お昼の時間が近づくとどきどきしだす。友達と食べるときは尚更。もともと食べること自体、あまり重要視していない私はお昼を抜くことが多い。食べ物を口に運び咀嚼して飲み込む。この一連の動作が面倒に感じる。授業などで疲れてるときにわざわざ疲れるようなことは極力したくない。だから1つの授業が終わったらゼリーやカロリーメイト、おにぎりを食べている。お昼に一気に食べるのは本当に面倒だ。

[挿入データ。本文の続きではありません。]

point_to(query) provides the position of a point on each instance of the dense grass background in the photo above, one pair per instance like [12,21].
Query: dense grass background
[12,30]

中高時代もそのような食べ方をしていた。中学は給食だったが、量を調節できるしセレクトメニュー、うどんなど選べたから特に問題はなかった。高校時代も教室で食べると気が散って食欲が失せるため、友人と一緒に教室をでて外(敷地内)で食べていた。友人も食べることが苦手だったから、お互い食べなくても何も言わなかったのが救いだ。話しながら食べる、という行為もなかなか難しい。話したい方が一方的に話し、聞く側は食べ続ける。重要な話は食べ終わった後に。そんな暗黙のルールのもと、快適なお昼を6年間過ごしたのである。
今になって後悔する。中高時代のお昼は卒業した後、大学や会社でどう過ごせばいいのか模索できる重要な時期であった。生温い環境でお昼を過ごした私は、大学に入って驚いた。一人で食べている人がほとんど居ないのである。そこで初めてお昼の時間は単なる栄養補給ではなく、交流の要素が強いことに気が付いた。焦った。話しながら食べるなんてこと、自分にはできない。というかお昼時にする会話ってなんだ?どのような会話をすればいいのだろう、と緊張すればするほど食欲は無くなっていく。そもそも食べるのが苦手なのに、会話も込みでするなんて。友達が減っていく未来しか当時は見えなかった。
半年以上かけてどうすればいいか自分なりの答えが出た。友達にありのままを話すのである。「お腹弱くて一気に食べるとお腹壊すんだよね~だからちょこちょこ食べるんだ」こう言うと多くの友人は納得してくれた。お昼ご飯のときはプリンやヨーグルトを早い段階で食べ終え、友達とゆっくり話す。ただこの方法は友達と遊ぶ時に使いにくい。遊ぶ時はどうしようか模索中である。